Anyone who has been to a Macworld Expo has probably seen the Voice Navigator people demonstrating how easy it is to create their corporate logo with Voice Navigator even when speaking at the speed of a trained auctioneer. Despite that fact that most of us couldn't give a hoot about creating the Articulate Systems logo and few people even want to talk that fast, it's an impressive demo. Heck, I want to test one.
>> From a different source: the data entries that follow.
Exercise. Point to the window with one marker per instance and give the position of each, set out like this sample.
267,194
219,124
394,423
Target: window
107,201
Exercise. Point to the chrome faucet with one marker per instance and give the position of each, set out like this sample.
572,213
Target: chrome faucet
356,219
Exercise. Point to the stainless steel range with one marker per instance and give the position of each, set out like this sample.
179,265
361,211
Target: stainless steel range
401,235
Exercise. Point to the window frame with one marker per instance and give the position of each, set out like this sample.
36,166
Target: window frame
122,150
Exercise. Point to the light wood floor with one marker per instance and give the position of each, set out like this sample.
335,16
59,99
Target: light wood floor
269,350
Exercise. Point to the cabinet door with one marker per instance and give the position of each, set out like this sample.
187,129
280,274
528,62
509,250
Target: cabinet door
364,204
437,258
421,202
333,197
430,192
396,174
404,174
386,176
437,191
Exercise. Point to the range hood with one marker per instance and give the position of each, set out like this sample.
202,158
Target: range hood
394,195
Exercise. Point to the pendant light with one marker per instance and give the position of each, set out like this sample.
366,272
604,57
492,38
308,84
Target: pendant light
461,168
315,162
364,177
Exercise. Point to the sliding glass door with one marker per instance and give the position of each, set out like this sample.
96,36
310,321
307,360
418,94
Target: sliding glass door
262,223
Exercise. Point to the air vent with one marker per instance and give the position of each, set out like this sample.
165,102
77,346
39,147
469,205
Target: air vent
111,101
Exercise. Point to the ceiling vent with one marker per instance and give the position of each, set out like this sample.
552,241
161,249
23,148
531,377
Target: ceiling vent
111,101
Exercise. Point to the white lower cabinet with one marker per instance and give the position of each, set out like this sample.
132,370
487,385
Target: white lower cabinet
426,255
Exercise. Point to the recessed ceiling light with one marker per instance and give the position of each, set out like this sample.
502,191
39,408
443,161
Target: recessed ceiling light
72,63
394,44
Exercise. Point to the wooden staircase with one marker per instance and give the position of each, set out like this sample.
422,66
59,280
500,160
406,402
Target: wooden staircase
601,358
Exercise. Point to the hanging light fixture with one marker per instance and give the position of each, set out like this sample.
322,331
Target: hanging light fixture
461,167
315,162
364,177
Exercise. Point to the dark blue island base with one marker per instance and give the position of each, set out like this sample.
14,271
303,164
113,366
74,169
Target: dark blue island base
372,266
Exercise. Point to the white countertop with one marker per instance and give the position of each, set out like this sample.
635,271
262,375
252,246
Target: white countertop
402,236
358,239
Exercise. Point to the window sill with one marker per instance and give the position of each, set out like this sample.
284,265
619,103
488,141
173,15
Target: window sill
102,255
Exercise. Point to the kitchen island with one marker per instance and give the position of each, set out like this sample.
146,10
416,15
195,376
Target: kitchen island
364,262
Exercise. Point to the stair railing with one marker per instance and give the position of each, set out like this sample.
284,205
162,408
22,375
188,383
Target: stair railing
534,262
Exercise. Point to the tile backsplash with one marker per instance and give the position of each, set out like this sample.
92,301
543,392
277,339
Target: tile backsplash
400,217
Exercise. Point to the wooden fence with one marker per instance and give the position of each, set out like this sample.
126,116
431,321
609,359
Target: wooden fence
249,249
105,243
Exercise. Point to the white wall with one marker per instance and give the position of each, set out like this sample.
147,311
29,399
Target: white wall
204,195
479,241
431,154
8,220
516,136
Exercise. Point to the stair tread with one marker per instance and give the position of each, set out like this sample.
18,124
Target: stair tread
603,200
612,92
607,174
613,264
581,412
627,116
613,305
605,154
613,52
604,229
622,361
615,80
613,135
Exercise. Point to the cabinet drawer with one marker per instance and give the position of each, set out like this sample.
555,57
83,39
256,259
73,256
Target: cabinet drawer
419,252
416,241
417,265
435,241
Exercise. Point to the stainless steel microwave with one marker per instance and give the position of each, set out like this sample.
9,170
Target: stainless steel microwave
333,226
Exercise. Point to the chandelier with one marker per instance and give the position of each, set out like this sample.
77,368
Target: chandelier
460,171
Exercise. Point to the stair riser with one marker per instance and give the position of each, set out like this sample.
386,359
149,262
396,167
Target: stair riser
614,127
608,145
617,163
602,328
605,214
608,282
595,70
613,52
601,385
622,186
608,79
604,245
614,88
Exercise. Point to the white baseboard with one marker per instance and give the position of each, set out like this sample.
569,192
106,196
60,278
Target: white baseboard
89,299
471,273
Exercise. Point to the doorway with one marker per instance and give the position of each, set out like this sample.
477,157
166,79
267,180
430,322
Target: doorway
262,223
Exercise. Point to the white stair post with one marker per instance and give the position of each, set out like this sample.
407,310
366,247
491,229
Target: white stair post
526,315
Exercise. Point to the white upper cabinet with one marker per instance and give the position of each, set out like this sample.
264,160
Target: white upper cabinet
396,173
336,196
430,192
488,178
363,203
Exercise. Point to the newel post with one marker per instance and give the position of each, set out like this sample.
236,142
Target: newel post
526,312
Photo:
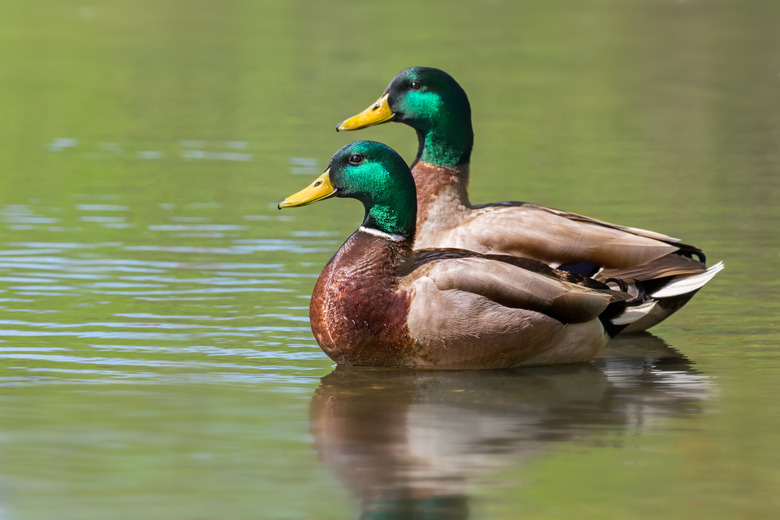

Apple may have just upped the ante in terms of demos with the demonstration of Casper, the listening Mac. (Sounds a bit like a cross between Casper the friendly ghost and Mr. Ed the talking horse, no?) Casper is essentially some very sophisticated software that allows a Mac to recognize vague commands from almost any speaker. From what I've heard from people who have seen the demos, it really does recognize continuous speech, and can even respond with voice output as well.

Casper must be doing quite a bit more extra processing on the incoming voice data than the Voice Navigator does because the Voice Navigator merely matches a voice waveform to an entry in a command dictionary, whereas Casper has several hundred words attached to each command, though I'm not entirely sure how that is set up (partly because Apple isn't saying). Several of the demos have asked Casper to do relatively complex things like looking up and dialing phone numbers, acting as a voice interface to a VCR, and paying bills electronically. Apparently, in development Casper was fed a large number of sentences spoken by many different people, which avoids the Voice Navigator's requirement of training the software to each individual. Of course, this is still a technology demo, which means that it might still be a couple of years before it becomes a commercial product, but it's still incredibly promising, especially for everyone who has been lusting after a Star Trek-style communicator and computer interface.

Casper does not require any special hardware, unlike all of the other speech-recognition products on the market for Macs and DOS machines, although the demo was done on a Quadra 900 with a digital signal processing (DSP) chip and a better microphone than currently comes with the Mac. I imagine that the technology could be made to work on a plain 68030, but it might be too slow to really use. Just another incentive to upgrade, I guess, and Apple very well may start building the necessary hardware into the upcoming Macs. One place that the speech recognition technology will almost certainly appear is in Apple's Personal Digital Assistants (PDA) which are reputed to use the RISC technology developed by Advanced RISC Machines Ltd., the British company Apple helped form a while back (See TidBITS-033). Anything with a 3" x 5" screen and no keyboard needs a better method of working with data than a stylus. Casper does not currently do dictation (or Windows, for that matter, but more on that next week!), which will limit its use for actually entering data, but merely being able to recognize commands should be quite useful.

I'm curious to see how Apple will handle the interface to Casper, because if it can recognize any voice, it will have to be able to block out surrounding voices. Data muggers could appear too - people who would make comments over your shoulder to your Mac or PDA running Casper. "Oh you mean I shouldn't have said "Erase the hard disk... yes, I'm sure I want to do that." to your Mac? I'm sorry." I'm sure that Apple will work out safeguards for that sort of thing, but it's certainly something to think about. In the meantime, we all have one more future to drool over.